India’s greatest literary figure was the Nobel Prize-winner Rabindranath Tagore, and his views were similar to Gandhi’s. Tagore felt that the setting up of English-language institutions in India was confused with making and staffing buildings. In February 1919, he said at a lecture: “The mischief is that as soon as the idea of a university enters our mind, the idea of a Cambridge University or Oxford University... rushes in at the same time and fills the whole space. We forget that the European universities are living organic parts of the life of Europe, where each found its natural birth.” This organic growth of centuries could not be reproduced by raising buildings.

Tagore wrote each culture had something unique to contribute to the world, and that India would contribute nothing if it educated its young in English, because what that language held within was European. In 1921 Tagore set up Viswa Bharati University at Santi Niketan (Abode of Peace) “to approach the west from the standpoint of such a unity of the life and thought of Asia.”

His university aims to be a “centre of culture where research into and study of the religion, literature, history, science and art of Hindu, Buddhist, Jain, Islamic, Sikh, Christian and other civilisations may be pursued along with the culture of the west, with that simplicity in externals which is necessary for true spiritual realisation, in amity, good fellowship and co-operation between the thinkers and scholars of both eastern and western countries.” The Nobel Prize-winning economist and former Master of Trinity College, Amartya Sen, who was named by Tagore, attended Viswa Bharati University.

C Rajagopalachari, who took over as governor-general from Mountbatten, was an intellectual of the highest calibre. He thought English caused damage at school: “The language becomes almost the main aim of all effort and the instruction in science and other subjects will suffer in efficiency.” His solution for keeping up with science was that its terminology could remain in European languages, without translating the terms.

M S Golwalkar, the second leader of the RSS and its most influential ideologue, said English should be sacrificed in schools and three languages ought to be taught: mother tongue, Hindi and Sanskrit. He acknowledged, however, that Sanskrit had died in India for a reason: that it was too complex to be a mass language. Asked if English wasn’t the language of international commerce and diplomacy, he said: “Not quite. English is the predominant language of only one power bloc. Why should every schoolboy — who will have nothing to do either with high finance or high diplomacy — learn it?”

In February 1964, he pointed out in an interview that English was the medium in all universities, but standards were yet poor. This remains true in 2009.
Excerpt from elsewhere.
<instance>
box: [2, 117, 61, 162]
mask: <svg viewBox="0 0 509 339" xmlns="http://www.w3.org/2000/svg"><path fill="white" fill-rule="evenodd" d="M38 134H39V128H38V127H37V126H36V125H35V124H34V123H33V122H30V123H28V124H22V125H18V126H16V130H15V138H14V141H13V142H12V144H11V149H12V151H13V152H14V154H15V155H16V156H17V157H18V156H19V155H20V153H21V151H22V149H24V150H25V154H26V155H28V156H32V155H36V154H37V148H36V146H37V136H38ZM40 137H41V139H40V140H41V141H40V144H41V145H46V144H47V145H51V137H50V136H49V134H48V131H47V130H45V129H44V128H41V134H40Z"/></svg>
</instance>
If there was this consensus against English, how was it able to prevail in India? Because of Nehru, who led the country for 17 years after independence. All the higher education institutions he built, and he has no peer in developing nations in this regard and few in Europe, assumed students who were grounded in English: the institutes of management, of technology, and of design. Having attended Harrow and Trinity College, Cambridge, Nehru benefited from a classical European education. His best biographer, Walter Crocker, wrote that he was fluent in Hindustani, of course, but if he had a third language, it was French.
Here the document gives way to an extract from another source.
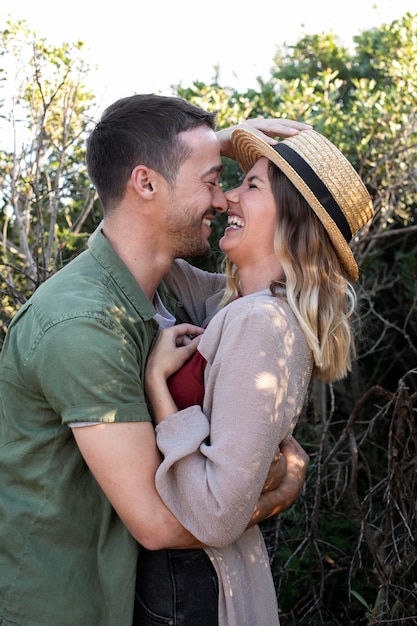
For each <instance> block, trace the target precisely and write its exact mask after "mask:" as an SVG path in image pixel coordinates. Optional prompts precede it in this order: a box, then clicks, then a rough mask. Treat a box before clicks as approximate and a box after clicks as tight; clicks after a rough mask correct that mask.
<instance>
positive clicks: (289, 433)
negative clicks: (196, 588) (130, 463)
mask: <svg viewBox="0 0 417 626" xmlns="http://www.w3.org/2000/svg"><path fill="white" fill-rule="evenodd" d="M216 280H217V279H216V278H215V276H210V275H209V276H205V274H204V273H200V272H195V271H194V270H192V269H190V267H189V266H187V264H185V263H184V262H177V263H176V265H175V267H174V269H173V271H172V273H171V275H170V277H167V284H168V286H169V288H170V289H171V290H172V292H173V293H174V295H176V296H177V297H178V298H179V299H180V300H181V301H182V302H183V303H184V313H186V314H187V315H188V316H189V317H190V318H191V319H192V321H193V322H195V323H200V324H202V323H203V320H202V319H201V317H202V316H204V315H208V316H210V314H211V313H212V312H213V311H208V310H206V307H207V305H205V306H203V305H201V303H200V304H199V305H196V306H197V308H195V304H193V301H194V302H195V297H196V294H198V297H199V298H201V297H202V296H203V294H206V295H207V296H208V294H209V292H210V291H211V290H212V289H213V285H214V284H215V282H213V281H216ZM217 286H218V285H217ZM206 303H207V300H206ZM213 308H214V307H213ZM197 310H198V314H197V316H200V319H197V318H196V311H197ZM198 349H199V351H200V352H201V354H202V355H203V356H204V358H205V359H206V360H207V367H206V370H205V376H204V383H205V395H204V404H203V410H201V408H200V407H199V406H191V407H189V408H187V409H184V410H182V411H179V412H178V413H176V414H174V415H171V416H169V417H168V418H167V419H166V420H164V421H163V422H162V423H161V424H159V425H158V426H157V428H156V433H157V443H158V447H159V448H160V450H161V452H162V454H163V455H164V460H163V462H162V464H161V466H160V467H159V469H158V471H157V474H156V486H157V489H158V491H159V493H160V495H161V497H162V499H163V500H164V502H165V503H166V504H167V506H168V507H169V508H170V509H171V511H172V512H173V513H174V515H175V516H176V517H177V518H178V519H179V521H180V522H181V523H182V524H183V525H184V526H185V527H186V528H187V529H188V530H189V531H190V532H191V533H192V534H193V535H194V536H195V537H197V538H198V539H199V540H200V541H201V542H203V543H204V544H206V545H208V546H211V547H210V548H208V549H207V550H206V552H207V554H208V555H209V556H210V558H211V560H212V562H213V564H214V567H215V568H216V571H217V574H218V578H219V585H220V595H219V626H277V625H278V624H279V618H278V607H277V599H276V592H275V588H274V584H273V579H272V574H271V569H270V565H269V561H268V555H267V552H266V548H265V544H264V540H263V537H262V534H261V532H260V529H259V527H258V526H254V527H252V528H250V529H249V530H246V526H247V524H248V521H249V519H250V517H251V514H252V512H253V509H254V506H255V504H256V502H257V500H258V497H259V494H260V492H261V490H262V486H263V484H264V481H265V478H266V476H267V473H268V469H269V466H270V464H271V461H272V458H273V456H274V454H275V452H276V448H277V446H278V444H279V442H280V441H282V439H283V438H285V437H286V436H288V435H289V434H291V433H292V431H293V429H294V426H295V424H296V421H297V418H298V416H299V414H300V412H301V410H302V408H303V405H304V402H305V398H306V394H307V390H308V385H309V381H310V378H311V372H312V354H311V350H310V349H309V347H308V345H307V342H306V338H305V335H304V333H303V332H302V331H301V329H300V327H299V325H298V323H297V321H296V319H295V317H294V315H293V313H292V311H291V309H290V308H289V306H288V304H287V302H286V301H285V292H282V293H281V294H280V297H276V296H272V295H271V293H270V291H269V290H266V291H263V292H260V293H256V294H252V295H250V296H246V297H243V298H239V299H238V300H236V301H235V302H233V303H231V304H229V305H228V306H227V307H225V308H224V309H221V310H220V311H219V312H218V313H217V314H216V315H215V316H214V317H213V318H212V319H211V321H210V323H209V325H208V327H207V329H206V331H205V333H204V335H203V337H202V339H201V341H200V345H199V348H198Z"/></svg>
All three of Nehru’s books, Autobiography, Glimpses of World History and Discovery of India, were written in English. Nehru told a meeting of the Sanskrit Commission in 1957: “If the medium of instruction was Sanskrit, or even if it was any other Indian language, nobody could make any progress in the technological and scientific field without having a good knowledge of some of the foreign languages.”

But he puzzled over the fact that his countrymen received an English education in India’s towns and cities but were not quite modern in their outlook.

He said at All India Radio’s literary forum the same year that despite India’s progress in science “strangely enough, the thinking of the people lags behind.” Science “has not changed the thinking of the common man. So there is a danger that while we grasp the ideas of modernity superficially, we do not imbibe them fully and we will fall between two stools.”